Neoliberalism has completely reshaped our cities and their governance, both in the global north and south. With upward and downward forces, we are shown a new scalar pattern where the significance of the national scale is decreased while regions at supra- and sub-national levels become more critical. In this process, cities and their governance are influenced together by global forces and increasing local/ regional autonomy. Geographically, the emergence of political and economic issues beyond the city scale/ boundary induces more attention paid to metropolitan development and governance. This is the context where this book has been focusing on and trying to further investigate with cases from eight “metropolitan” areas in both the north and the south. Instead of delving into the geographical inquiry of scale theories per se, this book shifts the focus to the policy processes that are at the core of urban politics and governance yet “require political action beyond the urban scale” (p.214). The contributors make it clear that the metropolitan region/ scale is not a consolidated policy object. Instead, it is a dynamic and ongoing arena that enables contestations and cooperation at both institutional and strategic fronts. By utilizing theoretical resources from geography and related disciplines, this book highlights the spatial dimensions and dynamics of urban policies for a more in-depth analysis of the overall policy process.
The book adopts a “problematizing” approach that does not take the metropolitan scale as an a priori political entity. It is the process through which such a scale is being constructed or contested that is worth further reflection. With this recognition, the book makes two critical contributions to our understandings of urban and metropolitan governance. First, this spatial problematizing forces us to look into what is going on empirically, instead of following “the normative assumptions of ‘public choice’ and reform-oriented ‘metropolitan consolidation’ models” (p.4). In this way, we are better equipped to examine the concrete mechanisms through which the metropolitan scale, as a policy project, is actually constitutive of the making and shaping of those policies. Second, this book also offers a set of empirically grounded reflections on the nature of the scale. In contrast to a hierarchical view that we often rely on (i.e., national-regional-urban), this book reminds us to attend more to the relational nature of scales, where economic choices and strategic concerns play crucial roles in consolidating political processes and outcomes that might induce a scale. The scale, in this sense, is better conceptualized as “the emergence and contingent stability of new spatial configurations of governance and regulation” (p.11). In other words, the metropolitan scale is in many cases being contested and not yet “material” as we would imagine. To make the empirical analyses possible, this book innovatively takes an approach of what it labels “heuristic analysis,” where the focus is being put on “the way materiality is subsumed in discursive practices” (p.15).

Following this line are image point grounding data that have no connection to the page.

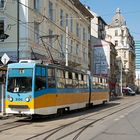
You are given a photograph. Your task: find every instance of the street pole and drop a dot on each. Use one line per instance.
(66, 46)
(121, 78)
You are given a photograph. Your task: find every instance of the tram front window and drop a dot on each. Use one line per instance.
(19, 84)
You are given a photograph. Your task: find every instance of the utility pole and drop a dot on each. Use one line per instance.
(18, 12)
(67, 45)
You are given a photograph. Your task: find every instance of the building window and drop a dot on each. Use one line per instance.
(124, 54)
(77, 29)
(116, 42)
(116, 32)
(84, 34)
(50, 38)
(1, 3)
(67, 20)
(62, 45)
(36, 32)
(50, 10)
(37, 5)
(77, 48)
(71, 46)
(84, 54)
(1, 26)
(61, 17)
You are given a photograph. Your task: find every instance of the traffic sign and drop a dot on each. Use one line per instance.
(5, 58)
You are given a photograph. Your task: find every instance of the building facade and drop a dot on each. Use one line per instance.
(54, 31)
(118, 33)
(137, 51)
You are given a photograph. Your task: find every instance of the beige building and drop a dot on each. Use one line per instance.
(55, 31)
(118, 33)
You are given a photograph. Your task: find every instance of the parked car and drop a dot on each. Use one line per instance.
(128, 91)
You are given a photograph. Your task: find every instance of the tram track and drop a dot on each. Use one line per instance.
(110, 111)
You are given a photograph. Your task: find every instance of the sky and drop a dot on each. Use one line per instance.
(130, 9)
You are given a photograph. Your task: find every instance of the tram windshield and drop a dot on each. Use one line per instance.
(19, 84)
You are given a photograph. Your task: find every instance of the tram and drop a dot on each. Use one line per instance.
(37, 89)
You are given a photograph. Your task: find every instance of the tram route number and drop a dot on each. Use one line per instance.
(18, 99)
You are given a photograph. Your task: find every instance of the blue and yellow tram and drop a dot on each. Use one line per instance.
(33, 88)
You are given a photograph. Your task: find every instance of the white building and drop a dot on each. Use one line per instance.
(118, 33)
(37, 30)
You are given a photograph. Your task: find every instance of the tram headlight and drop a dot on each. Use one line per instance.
(11, 99)
(27, 99)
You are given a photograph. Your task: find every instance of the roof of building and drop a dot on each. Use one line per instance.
(118, 20)
(82, 8)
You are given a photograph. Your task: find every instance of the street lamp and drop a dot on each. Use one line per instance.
(66, 64)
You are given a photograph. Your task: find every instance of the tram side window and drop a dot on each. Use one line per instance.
(40, 80)
(75, 80)
(60, 78)
(69, 83)
(51, 78)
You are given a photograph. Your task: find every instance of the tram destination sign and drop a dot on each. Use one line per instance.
(5, 58)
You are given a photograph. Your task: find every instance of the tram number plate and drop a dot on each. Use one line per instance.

The eight cases are organized in an alphabetical way in the main body of the book. Together they constitute a globally comparative analysis of the construction of metropolitan scales. They all put their focus on the ways in which the metropolitan regions at issue have been rendered into policy spaces – with what institutional, organizational, or discursive actions and from/between whom. In particular, the empirical analyses are by and large developed with three keywords: the role of the state, the role of big firms, and the actually-existing rescaling dynamics. In Berlin (Chapter 2), for example, it turns out that its historical and institutional conditions prevent a territorial merger at the metropolitan scale; but at the same time, “a range of flexible and ad-hoc modes of inter-institutional cooperation” (p.52) is enabled regionally. Delhi witnesses a similar pattern where the political rescaling is absent in the process of spatial rescaling (Chapter 3). While certain policies in transportation and industrial zones do contribute to the integration of metropolitan space and economy, there is however no “parallel construction of a political entity” (p.83). This is further echoed by the experiences of New York (Chapter 5), where a historical analysis of several inter-state transportation projects (from the birth of the Port Authority of NY and NJ in the early 20th Century to its recent failure in developing the Access to the Region’s Core project, among other cases) recognizes that “regional scale governance may be happening (functionally and discursively) albeit in the absence of institutional or structural rescaling” (p.109).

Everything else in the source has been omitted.